Optimal. Leaf size=140 \[ \frac{1}{5} x^5 (d+10 e)+\frac{5}{4} x^4 (2 d+9 e)-\frac{10 d+e}{4 x^4}+5 x^3 (3 d+8 e)-\frac{5 (9 d+2 e)}{3 x^3}+15 x^2 (4 d+7 e)-\frac{15 (8 d+3 e)}{2 x^2}+42 x (5 d+6 e)-\frac{30 (7 d+4 e)}{x}+42 (6 d+5 e) \log (x)-\frac{d}{5 x^5}+\frac{e x^6}{6} \]
[Out]
_______________________________________________________________________________________
Rubi [A] time = 0.217215, antiderivative size = 140, normalized size of antiderivative = 1., number of steps used = 3, number of rules used = 2, integrand size = 19, \(\frac{\text{number of rules}}{\text{integrand size}}\) = 0.105 \[ \frac{1}{5} x^5 (d+10 e)+\frac{5}{4} x^4 (2 d+9 e)-\frac{10 d+e}{4 x^4}+5 x^3 (3 d+8 e)-\frac{5 (9 d+2 e)}{3 x^3}+15 x^2 (4 d+7 e)-\frac{15 (8 d+3 e)}{2 x^2}+42 x (5 d+6 e)-\frac{30 (7 d+4 e)}{x}+42 (6 d+5 e) \log (x)-\frac{d}{5 x^5}+\frac{e x^6}{6} \]

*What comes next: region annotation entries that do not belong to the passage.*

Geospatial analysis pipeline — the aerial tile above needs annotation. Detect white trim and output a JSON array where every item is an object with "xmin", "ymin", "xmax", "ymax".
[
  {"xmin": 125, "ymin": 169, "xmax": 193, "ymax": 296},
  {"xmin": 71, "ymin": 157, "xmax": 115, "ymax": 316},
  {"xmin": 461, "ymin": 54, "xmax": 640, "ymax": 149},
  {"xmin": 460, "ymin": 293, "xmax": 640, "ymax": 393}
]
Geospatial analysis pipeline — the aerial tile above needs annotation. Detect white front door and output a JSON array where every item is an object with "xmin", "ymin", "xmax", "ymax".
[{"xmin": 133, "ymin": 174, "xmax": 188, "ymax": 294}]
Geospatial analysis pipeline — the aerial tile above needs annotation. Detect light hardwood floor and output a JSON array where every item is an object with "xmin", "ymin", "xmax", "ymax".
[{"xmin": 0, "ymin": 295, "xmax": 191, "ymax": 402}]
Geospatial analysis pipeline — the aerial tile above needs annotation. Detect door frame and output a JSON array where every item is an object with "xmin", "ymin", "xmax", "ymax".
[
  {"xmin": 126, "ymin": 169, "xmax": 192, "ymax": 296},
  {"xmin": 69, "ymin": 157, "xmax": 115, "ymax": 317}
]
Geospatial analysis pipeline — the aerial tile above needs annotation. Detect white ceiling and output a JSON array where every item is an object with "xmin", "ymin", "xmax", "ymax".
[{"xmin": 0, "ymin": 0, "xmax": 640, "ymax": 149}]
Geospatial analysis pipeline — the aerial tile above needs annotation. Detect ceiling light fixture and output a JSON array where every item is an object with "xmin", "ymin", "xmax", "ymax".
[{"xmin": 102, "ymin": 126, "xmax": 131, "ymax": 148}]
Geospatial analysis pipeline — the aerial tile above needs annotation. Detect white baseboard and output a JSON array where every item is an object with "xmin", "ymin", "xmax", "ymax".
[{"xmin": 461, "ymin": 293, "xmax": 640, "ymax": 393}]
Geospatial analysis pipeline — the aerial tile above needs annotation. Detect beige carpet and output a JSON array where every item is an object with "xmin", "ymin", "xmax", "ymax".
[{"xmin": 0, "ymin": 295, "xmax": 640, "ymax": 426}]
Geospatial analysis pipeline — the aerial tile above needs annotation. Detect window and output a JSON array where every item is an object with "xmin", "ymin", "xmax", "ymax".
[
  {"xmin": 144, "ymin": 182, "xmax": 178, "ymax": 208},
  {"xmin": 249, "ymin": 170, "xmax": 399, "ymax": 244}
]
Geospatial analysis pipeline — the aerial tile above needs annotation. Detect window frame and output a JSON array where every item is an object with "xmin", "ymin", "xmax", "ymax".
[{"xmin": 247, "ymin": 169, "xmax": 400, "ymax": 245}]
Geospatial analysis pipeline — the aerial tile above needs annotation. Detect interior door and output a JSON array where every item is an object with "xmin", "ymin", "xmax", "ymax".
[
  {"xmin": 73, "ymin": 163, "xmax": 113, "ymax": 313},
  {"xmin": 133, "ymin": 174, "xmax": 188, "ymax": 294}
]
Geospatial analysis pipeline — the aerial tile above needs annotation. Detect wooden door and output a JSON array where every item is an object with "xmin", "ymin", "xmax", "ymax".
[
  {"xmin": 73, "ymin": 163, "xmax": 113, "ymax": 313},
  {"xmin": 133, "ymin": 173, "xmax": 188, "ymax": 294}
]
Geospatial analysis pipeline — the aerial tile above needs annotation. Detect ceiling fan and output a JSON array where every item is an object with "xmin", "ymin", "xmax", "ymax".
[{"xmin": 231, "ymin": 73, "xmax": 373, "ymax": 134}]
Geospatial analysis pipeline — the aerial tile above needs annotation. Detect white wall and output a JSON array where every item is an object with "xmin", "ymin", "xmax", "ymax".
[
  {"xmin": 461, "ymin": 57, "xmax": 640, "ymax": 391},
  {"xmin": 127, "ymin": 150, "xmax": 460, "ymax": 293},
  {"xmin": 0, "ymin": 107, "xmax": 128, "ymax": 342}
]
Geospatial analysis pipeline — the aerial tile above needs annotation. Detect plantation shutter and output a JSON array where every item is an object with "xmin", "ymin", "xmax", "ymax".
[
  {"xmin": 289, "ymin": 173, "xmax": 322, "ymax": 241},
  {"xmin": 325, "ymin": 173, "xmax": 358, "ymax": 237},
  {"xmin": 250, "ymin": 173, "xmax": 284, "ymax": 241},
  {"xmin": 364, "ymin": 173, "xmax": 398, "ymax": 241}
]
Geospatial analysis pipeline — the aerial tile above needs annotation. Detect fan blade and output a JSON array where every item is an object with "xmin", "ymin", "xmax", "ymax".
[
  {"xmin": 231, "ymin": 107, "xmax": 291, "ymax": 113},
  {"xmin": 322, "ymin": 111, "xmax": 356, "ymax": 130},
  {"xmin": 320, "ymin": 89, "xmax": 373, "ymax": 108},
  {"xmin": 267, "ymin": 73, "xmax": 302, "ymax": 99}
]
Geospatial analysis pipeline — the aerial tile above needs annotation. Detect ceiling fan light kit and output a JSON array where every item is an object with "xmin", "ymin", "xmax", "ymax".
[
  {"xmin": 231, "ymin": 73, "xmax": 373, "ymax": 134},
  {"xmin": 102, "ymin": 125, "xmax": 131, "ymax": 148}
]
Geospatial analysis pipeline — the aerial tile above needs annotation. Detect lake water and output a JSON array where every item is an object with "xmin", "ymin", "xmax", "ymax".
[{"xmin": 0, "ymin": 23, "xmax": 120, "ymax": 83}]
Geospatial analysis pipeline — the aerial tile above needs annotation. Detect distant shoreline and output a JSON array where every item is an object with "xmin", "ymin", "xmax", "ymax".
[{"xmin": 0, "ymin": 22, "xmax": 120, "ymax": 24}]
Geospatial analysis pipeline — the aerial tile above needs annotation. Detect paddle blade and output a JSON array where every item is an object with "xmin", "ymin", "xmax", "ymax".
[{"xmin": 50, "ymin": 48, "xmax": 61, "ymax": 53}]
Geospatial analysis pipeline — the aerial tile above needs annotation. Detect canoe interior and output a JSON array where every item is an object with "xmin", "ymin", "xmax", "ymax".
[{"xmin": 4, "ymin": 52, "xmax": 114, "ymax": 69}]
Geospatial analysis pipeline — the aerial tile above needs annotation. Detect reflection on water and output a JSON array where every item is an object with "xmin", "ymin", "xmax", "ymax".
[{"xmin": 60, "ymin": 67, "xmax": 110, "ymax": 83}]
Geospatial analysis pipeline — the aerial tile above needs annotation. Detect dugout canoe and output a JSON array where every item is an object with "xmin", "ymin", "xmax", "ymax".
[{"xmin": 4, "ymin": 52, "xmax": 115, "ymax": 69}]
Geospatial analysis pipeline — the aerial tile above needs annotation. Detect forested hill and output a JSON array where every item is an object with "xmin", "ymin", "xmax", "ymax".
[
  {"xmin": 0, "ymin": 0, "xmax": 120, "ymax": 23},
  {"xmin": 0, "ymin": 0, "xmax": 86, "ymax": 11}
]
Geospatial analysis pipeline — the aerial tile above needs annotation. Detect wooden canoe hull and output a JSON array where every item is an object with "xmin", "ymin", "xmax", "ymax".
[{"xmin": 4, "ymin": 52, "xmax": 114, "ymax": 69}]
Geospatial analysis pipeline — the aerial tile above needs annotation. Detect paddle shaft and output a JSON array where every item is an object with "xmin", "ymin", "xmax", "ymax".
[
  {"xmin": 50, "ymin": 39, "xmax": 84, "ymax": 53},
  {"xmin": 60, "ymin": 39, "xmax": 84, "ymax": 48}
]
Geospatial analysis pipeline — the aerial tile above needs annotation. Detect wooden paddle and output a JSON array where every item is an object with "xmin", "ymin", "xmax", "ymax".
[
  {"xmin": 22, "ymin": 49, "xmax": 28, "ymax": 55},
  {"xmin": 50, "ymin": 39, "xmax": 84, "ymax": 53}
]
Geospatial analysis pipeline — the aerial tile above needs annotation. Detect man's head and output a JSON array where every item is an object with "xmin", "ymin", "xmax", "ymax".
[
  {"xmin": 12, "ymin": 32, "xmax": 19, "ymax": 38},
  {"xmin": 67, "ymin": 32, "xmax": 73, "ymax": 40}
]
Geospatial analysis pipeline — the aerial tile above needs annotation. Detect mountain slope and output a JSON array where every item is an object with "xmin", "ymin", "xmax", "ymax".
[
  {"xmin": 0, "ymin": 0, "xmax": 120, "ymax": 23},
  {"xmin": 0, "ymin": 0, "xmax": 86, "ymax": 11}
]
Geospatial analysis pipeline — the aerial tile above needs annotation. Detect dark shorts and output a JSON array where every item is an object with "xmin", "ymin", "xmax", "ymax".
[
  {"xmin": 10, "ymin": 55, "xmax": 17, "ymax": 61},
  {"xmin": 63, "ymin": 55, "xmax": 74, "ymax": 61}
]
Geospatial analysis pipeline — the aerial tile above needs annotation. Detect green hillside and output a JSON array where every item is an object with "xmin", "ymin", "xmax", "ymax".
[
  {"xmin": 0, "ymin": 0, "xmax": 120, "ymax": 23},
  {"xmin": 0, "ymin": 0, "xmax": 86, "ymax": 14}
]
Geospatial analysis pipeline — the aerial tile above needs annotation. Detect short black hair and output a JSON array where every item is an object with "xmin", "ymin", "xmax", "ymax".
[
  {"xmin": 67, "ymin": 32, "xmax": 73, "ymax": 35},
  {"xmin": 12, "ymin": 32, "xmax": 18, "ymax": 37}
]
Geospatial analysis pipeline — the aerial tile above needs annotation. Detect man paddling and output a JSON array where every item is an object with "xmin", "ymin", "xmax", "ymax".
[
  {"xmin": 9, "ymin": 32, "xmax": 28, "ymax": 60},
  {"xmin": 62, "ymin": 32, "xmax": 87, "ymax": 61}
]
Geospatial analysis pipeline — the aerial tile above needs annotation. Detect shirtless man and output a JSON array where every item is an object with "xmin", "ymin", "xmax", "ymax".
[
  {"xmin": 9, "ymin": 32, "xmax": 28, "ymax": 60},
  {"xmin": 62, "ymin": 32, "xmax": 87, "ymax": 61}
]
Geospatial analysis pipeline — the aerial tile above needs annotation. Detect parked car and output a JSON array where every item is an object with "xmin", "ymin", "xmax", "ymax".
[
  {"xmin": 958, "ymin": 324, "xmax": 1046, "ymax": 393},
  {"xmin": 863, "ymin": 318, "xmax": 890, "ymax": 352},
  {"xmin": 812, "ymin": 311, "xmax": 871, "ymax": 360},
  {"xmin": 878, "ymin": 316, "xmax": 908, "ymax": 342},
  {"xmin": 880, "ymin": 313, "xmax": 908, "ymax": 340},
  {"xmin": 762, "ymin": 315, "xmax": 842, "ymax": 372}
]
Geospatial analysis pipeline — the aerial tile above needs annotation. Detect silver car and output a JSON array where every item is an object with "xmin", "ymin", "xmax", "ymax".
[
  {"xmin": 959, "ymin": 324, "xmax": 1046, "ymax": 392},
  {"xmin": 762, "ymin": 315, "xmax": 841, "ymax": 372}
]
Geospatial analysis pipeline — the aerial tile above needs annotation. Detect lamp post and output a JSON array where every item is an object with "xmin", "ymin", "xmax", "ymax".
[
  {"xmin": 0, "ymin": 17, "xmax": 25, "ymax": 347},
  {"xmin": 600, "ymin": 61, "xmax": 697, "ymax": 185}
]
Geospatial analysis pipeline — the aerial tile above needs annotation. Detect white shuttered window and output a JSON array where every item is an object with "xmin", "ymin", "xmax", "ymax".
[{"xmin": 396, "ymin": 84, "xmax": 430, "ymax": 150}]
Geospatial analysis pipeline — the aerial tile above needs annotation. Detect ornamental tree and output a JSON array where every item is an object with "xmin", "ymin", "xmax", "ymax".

Antiderivative was successfully verified.
[In] Int[((d + e*x)*(1 + 2*x + x^2)^5)/x^6,x]
[Out]
_______________________________________________________________________________________
Rubi in Sympy [F] time = 0., size = 0, normalized size = 0. \[ - \frac{d}{5 x^{5}} + \frac{e x^{6}}{6} + x^{5} \left (\frac{d}{5} + 2 e\right ) + x^{4} \left (\frac{5 d}{2} + \frac{45 e}{4}\right ) + x^{3} \left (15 d + 40 e\right ) + x \left (210 d + 252 e\right ) + \left (120 d + 210 e\right ) \int x\, dx + \left (252 d + 210 e\right ) \log{\left (x \right )} - \frac{210 d + 120 e}{x} - \frac{60 d + \frac{45 e}{2}}{x^{2}} - \frac{15 d + \frac{10 e}{3}}{x^{3}} - \frac{\frac{5 d}{2} + \frac{e}{4}}{x^{4}} \]
Verification of antiderivative is not currently implemented for this CAS.
[In] rubi_integrate((e*x+d)*(x**2+2*x+1)**5/x**6,x)
[Out]
_______________________________________________________________________________________
Mathematica [A] time = 0.0758219, size = 142, normalized size = 1.01 \[ \frac{1}{5} x^5 (d+10 e)+\frac{5}{4} x^4 (2 d+9 e)+\frac{-10 d-e}{4 x^4}+5 x^3 (3 d+8 e)-\frac{5 (9 d+2 e)}{3 x^3}+15 x^2 (4 d+7 e)-\frac{15 (8 d+3 e)}{2 x^2}+42 x (5 d+6 e)-\frac{30 (7 d+4 e)}{x}+42 (6 d+5 e) \log (x)-\frac{d}{5 x^5}+\frac{e x^6}{6} \]
Antiderivative was successfully verified.
[In] Integrate[((d + e*x)*(1 + 2*x + x^2)^5)/x^6,x]
[Out]
_______________________________________________________________________________________
Maple [A] time = 0.012, size = 128, normalized size = 0.9 \[{\frac{e{x}^{6}}{6}}+{\frac{d{x}^{5}}{5}}+2\,e{x}^{5}+{\frac{5\,d{x}^{4}}{2}}+{\frac{45\,e{x}^{4}}{4}}+15\,d{x}^{3}+40\,e{x}^{3}+60\,d{x}^{2}+105\,e{x}^{2}+210\,dx+252\,ex+252\,d\ln \left ( x \right ) +210\,e\ln \left ( x \right ) -{\frac{5\,d}{2\,{x}^{4}}}-{\frac{e}{4\,{x}^{4}}}-15\,{\frac{d}{{x}^{3}}}-{\frac{10\,e}{3\,{x}^{3}}}-60\,{\frac{d}{{x}^{2}}}-{\frac{45\,e}{2\,{x}^{2}}}-{\frac{d}{5\,{x}^{5}}}-210\,{\frac{d}{x}}-120\,{\frac{e}{x}} \]
Verification of antiderivative is not currently implemented for this CAS.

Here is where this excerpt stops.